With a spare score from Evgueni and Sacha Galperine that blends modern-sounding electronics bleeps and ghostly theremin, the film also stretches beyond Curie’s biography to follow the independent life of her discoveries. Vivid, saturated flashes from show the horrors (and some hopes) that survived her: earnest flyboys dropping bombs on Hiroshima, a Japanese father watching his son and city about to be annihilated by a fireball, midcentury tourists paying to watch a nuclear test melt a fake mannequin-inhabited town in the New Mexico desert, brave young firefighters rushing to their deaths into the neon blue heart of the Chernobyl accident, and a nervous cancer-stricken child faces a linear accelerator for experimental therapy. Emphasizing the long and unpredictable ripples that emanate from scientific breakthroughs brings an interesting dimension, elevating their afterlife from the typical end titles to a vital component of the main narrative.

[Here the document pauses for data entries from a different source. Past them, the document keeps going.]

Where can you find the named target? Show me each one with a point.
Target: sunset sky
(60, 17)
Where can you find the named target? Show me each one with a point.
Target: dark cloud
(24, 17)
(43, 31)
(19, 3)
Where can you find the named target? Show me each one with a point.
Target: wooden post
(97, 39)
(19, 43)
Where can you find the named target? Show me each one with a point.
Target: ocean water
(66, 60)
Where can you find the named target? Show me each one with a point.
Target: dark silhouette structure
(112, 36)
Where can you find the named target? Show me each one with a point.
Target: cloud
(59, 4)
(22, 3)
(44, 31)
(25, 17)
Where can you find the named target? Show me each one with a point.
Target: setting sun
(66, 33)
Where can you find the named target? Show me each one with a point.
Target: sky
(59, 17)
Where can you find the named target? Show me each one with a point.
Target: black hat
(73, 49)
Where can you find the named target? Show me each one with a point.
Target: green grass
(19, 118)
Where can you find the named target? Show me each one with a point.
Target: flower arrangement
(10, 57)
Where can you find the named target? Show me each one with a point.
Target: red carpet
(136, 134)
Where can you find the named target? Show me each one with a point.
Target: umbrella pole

Although the film can’t possibly achieve the soaring successes of its subject, Curie’s life certainly deserves celebration. One could wish for less of a biographical fact-dump and more of an illumination of what animated her individual atoms, but the inventive visuals do just enough to elevate an occasionally clunky recitation into the realm of the recommendable. There’s a bit of nudity and acknowledgement of scientists as sexual beings, but those are hardly the worst lessons for anyone looking for some impromptu home-schooling history curriculum.

Rating: 3 out of 5.

Radioactive is available exclusively on Prime Video.